Not allowing adequate rest time in between rides or ignoring the integration of other recovery methods will lead to one cranky, broken, bent out of shape cyclist. Some of us are addicted to giving ourselves away, and have never learned how to properly receive the care that we need. If you’re serious about cycling (or just want to improve) you need to understand the difference.
Mental Health & Cycling Fatigue
It’s sexy to “push yourself”, “give it your all” and “never quit”, but trying to do that all the time is the exact opposite of health and balance. We are constantly caught up in comparing ourselves to other people, not realizing they lead a completely different life with their own unique set of gifts and misfortunes.

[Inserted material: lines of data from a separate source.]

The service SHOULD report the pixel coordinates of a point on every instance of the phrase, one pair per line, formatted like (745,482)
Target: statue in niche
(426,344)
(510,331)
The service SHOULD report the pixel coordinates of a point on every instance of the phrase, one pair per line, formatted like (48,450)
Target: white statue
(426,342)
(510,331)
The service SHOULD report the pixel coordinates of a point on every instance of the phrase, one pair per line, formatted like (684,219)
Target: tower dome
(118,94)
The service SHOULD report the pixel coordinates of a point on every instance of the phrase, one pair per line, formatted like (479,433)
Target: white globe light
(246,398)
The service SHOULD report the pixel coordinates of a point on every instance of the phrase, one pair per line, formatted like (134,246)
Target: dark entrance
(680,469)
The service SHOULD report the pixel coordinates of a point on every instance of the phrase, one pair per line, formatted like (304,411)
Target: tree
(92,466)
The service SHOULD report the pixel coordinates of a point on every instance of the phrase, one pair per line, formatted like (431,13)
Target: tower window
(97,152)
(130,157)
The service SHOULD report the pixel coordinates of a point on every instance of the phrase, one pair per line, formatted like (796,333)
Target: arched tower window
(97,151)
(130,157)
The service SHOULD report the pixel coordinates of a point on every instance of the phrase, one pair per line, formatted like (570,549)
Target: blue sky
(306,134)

Social media and every advertisement out there wants to tell you that you’re not good enough, but when it comes to your cycling recovery, you have to realize that isn’t true. Remember to take the performance and training regimens of others with a grain of salt; that you’re your own person participating in this sport for your own reasons.
Whether it’s for competition, recreation or just simple enjoyment, there are many wonderful things about jumping on a bike. A light perspective and pain free body goes a long way in reducing cycling fatigue, and that’s exactly what the rest of this article is designed to teach you about.
Tools For Cycling Recovery
Relieving our achy backs, painful hips and sore legs after cycling is a multifaceted and often complex, individualized issue. Posture, anatomy and various lifestyle factors all have a say. However, there are certain constants that, if adhered to (even loosely), can be a significant contributor to your post cycling recovery and overall improved cycling performance.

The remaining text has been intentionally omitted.